The son of the owners was a gay man in his thirties who had moved to Sydney to pursue a career in fashion design. He had failed and was now a buyer for his parents’ store. He spent most of his time huddled in his office, obviously miserable about the way his life turned out. Pindari didn’t boast a plethora of gay men either, so he must have been really lonely, and not in a Rosie Dunne-I-love-being-lonely-because-people-suck kind of way.

Debs, their only full-time staff member, was behind the counter, checking out her latest manicure that was done in a shade of green that should have been illegal. Aliens would have liked it though, it was their kind of shade; a Martian green. I ducked to the swimsuit section, hoping to try some on in the privacy of the red curtained change rooms. I didn’t need Martian green nail polish fumbling all over my possible clothes choices. The coat hangers scraped on the steel rack as I pushed aside bikini after bikini, looking for the full-length swimmers that I wasn’t sure even existed.

“Rosie, how are you?” Debs asked, obviously not in the slightest bit interested. “Say, so you get to see much of Mike at the station?” An interesting turn of events. I didn’t like Debs asking about Mike one single bit. Martian-influenced nail polish or not, she was not going anywhere near Mike. My Mike. Hopefully. Maybe. Probably not. But my Mike in my mind, and that was, after all, the most important part of my world.

“Hey. Sometimes. He’s gay,” I said, thinking of Andrew, the gay son. Debs looked surprised, then sceptical as I continued. “All the good ones are, aren’t they? That’s why he moved here. He split up with his long-term boyfriend and wanted to start fresh, far away. Plus, I don’t think his parents approved of him being gay.” I felt a little bit bad for bringing his parents into this deceitful yet necessary web of lies, but a girl’s got to do what a girl’s got to do.

Yes, the sisterhood was important, and women must band together, especially when it came to dealing with our male counterparts, but I could only be a part of the sisterhood if I was feeling thin and confident, which of course I was not. Being a woman was complicated, confusing, and down-right exhausting. I would re-join the sisterhood after I had been given an undying declaration of love from Mike and when I was a size 12 again. But not a moment before.

It was hard to tell what was making me more depressed; the swimmers, my internal dialogue, or talking to Debs. Telling such a horrible lie probably accounted for much more than I was admitting to, but blaming talking to Debs was a quicker, clear cut out. I grabbed a pair of plain black boy-legged swimmers that were hidden at the back of the rack, and a colourful kaftan off the neighbouring rack, and took them to the counter. Debs followed me, prattling on about how she has “nothing against gay people.” Lovely, I thought. Then why do you feel the need to clarify it?
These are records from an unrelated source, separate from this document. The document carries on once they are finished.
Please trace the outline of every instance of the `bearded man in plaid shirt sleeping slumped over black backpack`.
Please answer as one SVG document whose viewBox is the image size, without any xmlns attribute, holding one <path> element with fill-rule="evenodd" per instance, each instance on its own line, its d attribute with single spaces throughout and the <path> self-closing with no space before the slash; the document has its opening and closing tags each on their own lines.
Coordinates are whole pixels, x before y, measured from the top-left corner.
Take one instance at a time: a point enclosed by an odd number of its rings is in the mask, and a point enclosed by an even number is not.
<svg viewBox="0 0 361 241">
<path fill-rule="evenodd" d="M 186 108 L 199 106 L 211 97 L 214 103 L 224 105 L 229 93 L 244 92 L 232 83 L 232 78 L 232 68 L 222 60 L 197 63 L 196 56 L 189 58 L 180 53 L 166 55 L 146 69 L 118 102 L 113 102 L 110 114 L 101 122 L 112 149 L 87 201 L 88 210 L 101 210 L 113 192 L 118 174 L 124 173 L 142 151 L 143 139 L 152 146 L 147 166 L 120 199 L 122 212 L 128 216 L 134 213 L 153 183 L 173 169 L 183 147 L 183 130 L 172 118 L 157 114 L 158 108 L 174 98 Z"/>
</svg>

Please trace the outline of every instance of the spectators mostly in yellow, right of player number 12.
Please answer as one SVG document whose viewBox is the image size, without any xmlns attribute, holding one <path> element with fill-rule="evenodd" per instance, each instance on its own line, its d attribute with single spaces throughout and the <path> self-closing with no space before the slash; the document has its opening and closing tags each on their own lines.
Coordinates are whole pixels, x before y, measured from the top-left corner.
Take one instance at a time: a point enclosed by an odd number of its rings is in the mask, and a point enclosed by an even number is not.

“I’ll take this too,” I said, grabbing a jar of matte lavender coloured nail polish and holding Debs’s gaze. I could hear the music that plays in Westerns as two enemies stand in a dusty street, wiggling their fingers next to their guns, the townspeople looking on, waiting to see who has the quickest draw. Some tumbleweed rolled past, diverting Debs’s attention, and I shot her. Sinatra clapped for me and sang “The Lady is a Tramp.”
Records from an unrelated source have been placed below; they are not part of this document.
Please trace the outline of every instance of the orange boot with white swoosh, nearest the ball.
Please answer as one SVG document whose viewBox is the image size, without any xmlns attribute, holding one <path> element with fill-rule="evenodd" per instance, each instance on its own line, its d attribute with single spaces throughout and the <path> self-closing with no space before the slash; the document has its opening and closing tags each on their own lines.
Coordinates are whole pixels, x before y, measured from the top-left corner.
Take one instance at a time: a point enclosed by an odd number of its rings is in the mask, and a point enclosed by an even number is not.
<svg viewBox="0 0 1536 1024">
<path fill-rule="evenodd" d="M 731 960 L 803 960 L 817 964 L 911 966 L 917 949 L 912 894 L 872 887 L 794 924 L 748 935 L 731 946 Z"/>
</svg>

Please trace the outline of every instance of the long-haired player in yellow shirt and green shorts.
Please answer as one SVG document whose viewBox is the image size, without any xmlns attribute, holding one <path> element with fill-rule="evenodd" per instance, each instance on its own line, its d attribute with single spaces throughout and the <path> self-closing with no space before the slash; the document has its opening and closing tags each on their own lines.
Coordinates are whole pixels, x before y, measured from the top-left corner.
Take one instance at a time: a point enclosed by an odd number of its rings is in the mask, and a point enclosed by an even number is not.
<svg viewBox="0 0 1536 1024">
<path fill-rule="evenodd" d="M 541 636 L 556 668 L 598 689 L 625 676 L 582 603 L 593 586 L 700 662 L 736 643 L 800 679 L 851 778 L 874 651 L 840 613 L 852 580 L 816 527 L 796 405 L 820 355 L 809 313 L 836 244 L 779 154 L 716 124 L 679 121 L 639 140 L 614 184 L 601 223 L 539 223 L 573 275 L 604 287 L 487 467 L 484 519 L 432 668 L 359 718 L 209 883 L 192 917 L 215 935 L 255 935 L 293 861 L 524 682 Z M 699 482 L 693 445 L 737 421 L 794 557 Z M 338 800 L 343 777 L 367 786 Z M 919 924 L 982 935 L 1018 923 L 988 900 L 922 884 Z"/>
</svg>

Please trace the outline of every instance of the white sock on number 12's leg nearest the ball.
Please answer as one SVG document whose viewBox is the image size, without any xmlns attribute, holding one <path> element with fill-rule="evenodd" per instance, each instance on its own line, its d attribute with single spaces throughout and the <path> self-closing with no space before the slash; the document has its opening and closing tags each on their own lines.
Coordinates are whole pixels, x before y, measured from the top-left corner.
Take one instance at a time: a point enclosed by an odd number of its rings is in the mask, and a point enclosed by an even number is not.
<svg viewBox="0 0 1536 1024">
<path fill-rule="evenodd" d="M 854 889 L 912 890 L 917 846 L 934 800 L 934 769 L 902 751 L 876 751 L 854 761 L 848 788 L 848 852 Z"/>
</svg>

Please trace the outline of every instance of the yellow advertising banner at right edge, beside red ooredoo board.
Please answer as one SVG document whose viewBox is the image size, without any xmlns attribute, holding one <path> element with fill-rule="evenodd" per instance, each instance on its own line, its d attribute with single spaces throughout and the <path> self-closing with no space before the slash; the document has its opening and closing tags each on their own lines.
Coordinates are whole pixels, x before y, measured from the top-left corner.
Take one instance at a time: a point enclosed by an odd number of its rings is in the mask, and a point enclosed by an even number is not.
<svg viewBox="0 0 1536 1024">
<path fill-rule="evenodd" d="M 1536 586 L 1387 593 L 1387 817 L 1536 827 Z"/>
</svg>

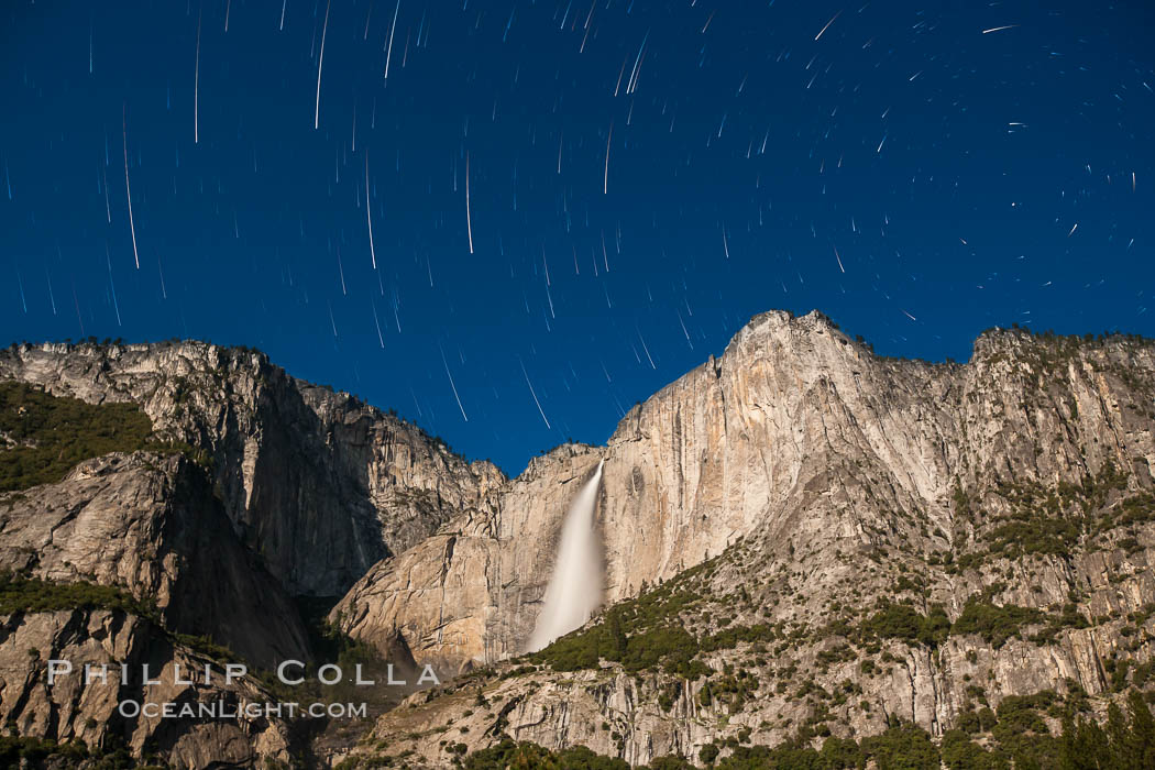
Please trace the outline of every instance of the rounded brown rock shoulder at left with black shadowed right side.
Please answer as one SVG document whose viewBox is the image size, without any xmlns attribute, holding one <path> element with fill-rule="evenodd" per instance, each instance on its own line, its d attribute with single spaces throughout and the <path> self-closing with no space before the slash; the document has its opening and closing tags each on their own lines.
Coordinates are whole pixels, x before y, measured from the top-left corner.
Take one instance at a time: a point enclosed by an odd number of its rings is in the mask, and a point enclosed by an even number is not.
<svg viewBox="0 0 1155 770">
<path fill-rule="evenodd" d="M 232 536 L 203 470 L 179 455 L 109 455 L 0 498 L 0 571 L 122 588 L 165 627 L 264 668 L 311 657 L 290 597 Z"/>
</svg>

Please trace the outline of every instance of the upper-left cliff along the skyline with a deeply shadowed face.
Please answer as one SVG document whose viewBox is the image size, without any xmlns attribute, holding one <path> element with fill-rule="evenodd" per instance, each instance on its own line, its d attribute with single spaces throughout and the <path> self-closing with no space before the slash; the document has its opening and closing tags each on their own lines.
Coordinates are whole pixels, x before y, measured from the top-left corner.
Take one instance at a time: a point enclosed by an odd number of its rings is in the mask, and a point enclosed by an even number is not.
<svg viewBox="0 0 1155 770">
<path fill-rule="evenodd" d="M 487 510 L 504 480 L 348 394 L 258 352 L 184 342 L 0 351 L 0 379 L 89 403 L 134 402 L 162 435 L 202 448 L 241 541 L 290 593 L 340 596 L 452 515 Z"/>
</svg>

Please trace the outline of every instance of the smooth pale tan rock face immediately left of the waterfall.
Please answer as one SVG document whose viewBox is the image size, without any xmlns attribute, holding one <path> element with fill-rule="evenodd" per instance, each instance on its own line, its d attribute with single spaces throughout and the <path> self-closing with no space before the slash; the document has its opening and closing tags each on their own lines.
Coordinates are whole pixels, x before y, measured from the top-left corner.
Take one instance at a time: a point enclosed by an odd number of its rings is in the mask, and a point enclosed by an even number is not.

Leaving the bloody mess of my encounter with Debs in the wake of my strut, I walked straight past the bakery. No cakes for me today. No bikinis either, obviously, because cakes and bikinis were not mutually exclusive. Mission accomplished, I now had everything I needed for a romantic trip to a country I had barely heard of with a man I barely knew, in swimmers I barely wanted to wear. Yep, I was totally in control.